One of his more notable crimes involved the Herald Tribune. During a time of massive budget shortfalls, Blagojevich offered the publisher of the Tribune a one hundred million dollar tax break for the year. All that Blagojevich wanted in return was for the publisher to fire an editor who had written articles that had been critical of Blagojevich's administration. The publisher agreed to the governor's demands. The Tribune got its tax break and the editor was fired.

I started out researching this post secure in the knowledge that Blogojevich was probably corrupt, but that he was targeted by a corrupt political establishment with whom he was not a member in good standing. I also suspected, and still do, that Prosecutor Fitzgerald was and is angling for an appointment, perhaps to the office of Attorney General, or possibly to FBI Director.

But regardless of the veracity or not of those suspicions, there can be no doubt that Blagojevich made himself a far too easy target. As a result, he was convicted on seventeen of twenty charges and may well spend the rest of his life in prison. For those who suspect that he might know things, that he might have information about corruption among other Illinois officials, or even Barak Obama, my honest opinion is, don't raise your hopes too high.
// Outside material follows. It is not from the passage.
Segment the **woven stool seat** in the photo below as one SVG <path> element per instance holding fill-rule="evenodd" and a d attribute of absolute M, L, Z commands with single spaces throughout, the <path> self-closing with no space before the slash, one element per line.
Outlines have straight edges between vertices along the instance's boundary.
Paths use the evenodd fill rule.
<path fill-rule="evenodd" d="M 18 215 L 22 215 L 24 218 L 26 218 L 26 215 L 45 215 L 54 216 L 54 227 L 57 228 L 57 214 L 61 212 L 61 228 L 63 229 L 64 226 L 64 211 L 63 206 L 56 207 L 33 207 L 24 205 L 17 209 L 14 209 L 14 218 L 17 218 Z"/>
Blagojevich would not be the kind of politician that would fit in with the standard politician's clique. No one would trust him, for obvious reasons. He obviously isn't that smart, and he doesn't have the right connections. His political career, and the fact that he rose as far as he did, is as much a fluke of the times as anything else, a phenomenon easily explained by a man with ambition taking advantage of a climate of low regard for the traditional political establishment, yet who never really fit in once he made it through the door.

But do you want to know the real proof that he doesn't really know anything worth knowing about anybody else? The simple fact that he's alive tells you all you need to know.